Kraft und Steinbrück: Konflikt unter Genossen
Analyse: Die SPD-Landeschefin attackiert ihren Ex-Chef im Namen der Basis.
Düsseldorf. Heute werden sie wieder aufeinandertreffen: Hannelore Kraft und Peer Steinbrück sind beide zentrale Figuren des Regionaltreffens der Bundes-SPD in Bonn. Kraft wird die Teilnehmer, die über das neue Grundsatzprogramm der Partei diskutieren wollen, begrüßen und anschließend das Forum "Politik für neue Arbeit" moderieren. Steinbrück hält einen Vortrag zum Thema "Perspektiven einer sozialdemokratischen Wirtschaftspolitik". Beide werden freundlich zueinander sein - nach dem Motto: Im Grundsatz können wir gut miteinander. Im Detail freilich nicht. Kraft ist die derzeit lautstärkste Steinbrück-Kritikerin in der SPD.
Der Konflikt dreht sich um die Unternehmenssteuerreform. Steinbrück hat sie seit Monaten innerhalb der Großen Koalition in Berlin abgestimmt. Fast alles daran ist auch für Kraft unstrittig und in Ordnung. Bis auf das Ergebnis. Denn Steinbrück hat ein Konzept erarbeitet, das die Firmen unter dem Strich mit rund fünf Milliarden Euro entlasten soll - zumindest am Anfang.
Das steht im eindeutigen Gegensatz zu SPD-Parteitagsbeschlüssen, die eine aufkommensneutrale Reform fordern. Kraft hat Steinbrück mehrfach - zuletzt Anfang der Woche bei einer Sitzung der NRW-Gruppe der SPD-Bundestagsabgeordneten - lautstark daran erinnert. Steinbrück reagiert zunehmend dünnhäutig und empfahl der Genossin, doch einmal den Gesetzestext zu lesen.

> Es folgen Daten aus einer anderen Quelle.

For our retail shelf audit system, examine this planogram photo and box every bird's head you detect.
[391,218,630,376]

Kraft spricht freilich für die Parteibasis. Dort wird tatsächlich mit Ingrimm verfolgt, dass auch die SPD den kleinen Leuten etwa bei der Rente mit 67 viel zumutet, die Unternehmen aber weiter entlasten will. Das war aus Sicht der einfachen Mitglieder bei Rot-Grün schon so und hat zu vielen Austritten gesorgt, das ist bei Schwarz-Rot nicht anders.

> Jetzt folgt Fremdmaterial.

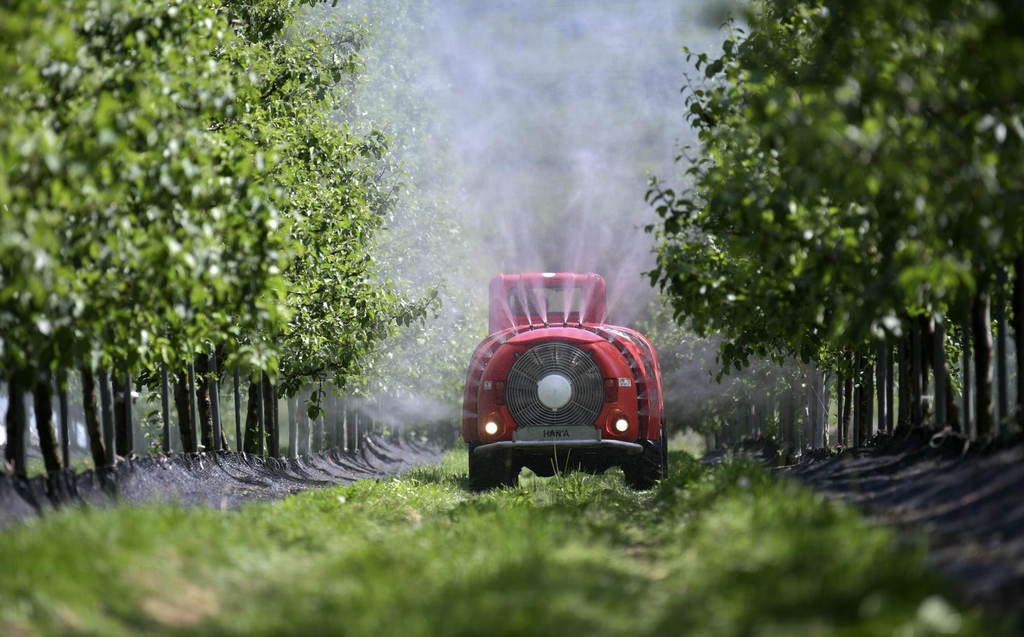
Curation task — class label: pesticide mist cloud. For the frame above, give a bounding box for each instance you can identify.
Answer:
[429,0,721,323]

Was kaum jemand wahrnimmt: Steinbrück ist auch stellvertretender SPD-Parteichef. Als solcher ist er natürlich den Gremienbeschlüssen besonders verpflichtet. Und da versucht Kraft, ihn in die Pflicht zu nehmen. Ihr Argument: Den Gesetzentwurf muss Steinbrück mit der CDU nachverhandeln, das Recht nimmt sich die Union auch bei anderen Themen heraus.

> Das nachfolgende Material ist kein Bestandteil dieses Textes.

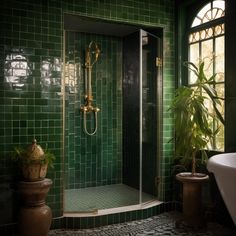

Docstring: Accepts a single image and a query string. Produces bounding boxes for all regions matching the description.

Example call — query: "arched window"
[188,0,225,151]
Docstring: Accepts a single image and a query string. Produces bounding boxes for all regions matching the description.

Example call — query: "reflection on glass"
[40,58,61,96]
[4,50,31,90]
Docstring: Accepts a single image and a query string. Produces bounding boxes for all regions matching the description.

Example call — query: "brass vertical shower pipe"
[81,41,100,135]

Dieser Konflikt wird auch gerne von den überregionalen Medien aufgegriffen. Kraft kann das Recht sein. So wird sie schon in ihrer Anfangsphase als SPD-Landesparteichefin bundesweit wahrgenommen. Steinbrück, der nicht gerade uneitel ist, wird damit leben müssen. Als ehemaliger NRW-Ministerpräsident war er der Chef der damaligen Wissenschaftsministerin Kraft, jetzt bietet sie ihm die Stirn. So schnelllebig kann Politik sein.